Tuesday, July 06, 2010

MeeGo? It could actually make it

In my last post, where I was commenting about Microsoft and their sequence of failures on mobile, I wrote:
if you want other companies to manufacture devices with your OS (the Windows mobile vs. the Apple model) today you need:

  1. to charge zero dollars for your OS
  2. to make your OS open source and allow your ODMs some freedom to differentiate
  3. to have a cool OS
Someone in the comments asked me: "what about MeeGo?"

Well, if you look at the list above, MeeGo passes #1 and #2 right away.

I have installed MeeGo on a laptop and the OS is really cool (including the pre-installed option to sync with Funambol just above Google ;-) Therefore, they pass #3 as well.

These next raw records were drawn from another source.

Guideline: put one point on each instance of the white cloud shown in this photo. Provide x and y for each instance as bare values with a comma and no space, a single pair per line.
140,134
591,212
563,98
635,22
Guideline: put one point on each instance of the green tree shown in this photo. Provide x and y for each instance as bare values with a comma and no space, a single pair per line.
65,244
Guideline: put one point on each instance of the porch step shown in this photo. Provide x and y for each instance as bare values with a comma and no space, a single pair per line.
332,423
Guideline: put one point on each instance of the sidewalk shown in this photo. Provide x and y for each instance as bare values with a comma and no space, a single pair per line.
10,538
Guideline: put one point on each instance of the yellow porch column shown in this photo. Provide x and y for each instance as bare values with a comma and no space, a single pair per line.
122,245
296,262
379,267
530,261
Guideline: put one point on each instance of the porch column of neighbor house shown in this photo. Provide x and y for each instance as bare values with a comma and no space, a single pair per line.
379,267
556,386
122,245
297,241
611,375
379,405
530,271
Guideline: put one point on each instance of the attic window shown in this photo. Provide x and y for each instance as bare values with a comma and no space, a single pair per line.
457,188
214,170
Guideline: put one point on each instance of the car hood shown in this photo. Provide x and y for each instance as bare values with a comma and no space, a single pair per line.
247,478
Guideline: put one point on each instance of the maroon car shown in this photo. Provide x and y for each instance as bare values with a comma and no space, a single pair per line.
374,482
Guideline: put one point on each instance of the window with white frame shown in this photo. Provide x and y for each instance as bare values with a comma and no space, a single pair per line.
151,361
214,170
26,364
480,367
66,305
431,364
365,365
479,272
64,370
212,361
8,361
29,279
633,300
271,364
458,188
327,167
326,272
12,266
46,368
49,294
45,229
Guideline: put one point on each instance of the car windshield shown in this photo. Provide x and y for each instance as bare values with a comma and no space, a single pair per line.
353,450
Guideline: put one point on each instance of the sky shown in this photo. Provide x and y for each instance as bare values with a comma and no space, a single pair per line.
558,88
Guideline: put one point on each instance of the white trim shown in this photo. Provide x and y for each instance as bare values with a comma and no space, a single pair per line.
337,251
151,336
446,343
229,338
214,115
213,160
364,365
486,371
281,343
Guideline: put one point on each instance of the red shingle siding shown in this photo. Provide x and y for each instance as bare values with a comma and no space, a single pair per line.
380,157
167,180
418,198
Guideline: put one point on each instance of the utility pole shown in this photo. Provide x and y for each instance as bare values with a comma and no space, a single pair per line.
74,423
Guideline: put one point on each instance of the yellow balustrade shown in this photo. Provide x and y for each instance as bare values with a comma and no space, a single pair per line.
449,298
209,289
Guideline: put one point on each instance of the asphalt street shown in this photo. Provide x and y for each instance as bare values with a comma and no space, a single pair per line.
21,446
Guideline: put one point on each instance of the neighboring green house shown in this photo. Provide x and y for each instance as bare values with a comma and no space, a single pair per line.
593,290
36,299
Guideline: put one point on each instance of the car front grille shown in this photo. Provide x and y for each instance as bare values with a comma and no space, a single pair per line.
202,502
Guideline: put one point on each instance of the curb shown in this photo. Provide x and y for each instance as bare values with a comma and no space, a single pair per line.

Does it mean they are going to make it?

There is more to an OS to be successful. You need device manufacturers, developers and users. You need all of them to be there. Users bring developers, developers bring users, device manufacturers come if there is traction: if they know there are developers and there will be users.

Who brings the device manufacturers? Intel. They are pushing MeeGo like crazy.

Who brings the users? Nokia. They have a brand in mobile that is not going to disappear that fast (despite what people say). If Nokia has a sexy phone with MeeGo, users will buy it.

Who brings the developers? The Linux Foundation. They are a trusted party in open source. The fact MeeGo is the equivalent of the root of Linux is a big factor.

If you consider all this, you can see a positive spiral developing. With device manufacturers launching MeeGo products because of Intel. With users jumping in because of Nokia. And developers joining in, seeing the traction plus the Linux Foundation stamp.

Yep, I think MeeGo can actually make it.